Unfortunately, in the latest version, no fosmid indels/SVs were used; only the variant output of GATK Best Practices v3 was used, even though fosmid data was indeed used to construct the earlier versions of the diploid genome. We might include them in the future. Thank you.

Do you need parents’ genotype data?

Q:

I am looking for a tool to detect allele specific expression from resequencing and RNA-seq data. I find AlleleSeq could be quite powerful. I noticed the input for the software needs parents genotype data; it requires a VCF file which contains trio genotype to create maternal and paternal genome. But in my case, if I only have genotype information from a single individual, how could I use AlleleSeq?

A:

You dont have to genotype parents. You only need to have variants phased in any way you can/wish (vcf2diploid tool only looks at one column with info for the individual of interest and does not consider other columns). Having trio sequenced is an easy and, probably, the best way to do it.

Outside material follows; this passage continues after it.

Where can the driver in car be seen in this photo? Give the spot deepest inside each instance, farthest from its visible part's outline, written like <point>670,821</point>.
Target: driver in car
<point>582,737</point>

If you have the mothers genotype only, then you can phase a good fraction of heterozygous variants. Each unphased variants will be randomly assigned to a particular haplotype, so half of them will also be correct. And, of course, all homozygous variants will be phased.

Mismatches between the paternal and maternal chromosomes

Q:
I believe I have discovered numerous errors in the NA12878 dataset. We are working with the most recent version,
NA12878_diploid_genome_may3_2011. They are all single base pair mismatches between the paternal and maternal chromosomes in regions that the accompanying .map file marks as contigs.

A:
.map file shows continuous equivalent (without gaps) blocks between haplotypes. BUT THEY DO INCLUDE SNPs. So, heterozygous SNPs will result in base mismatch within a block.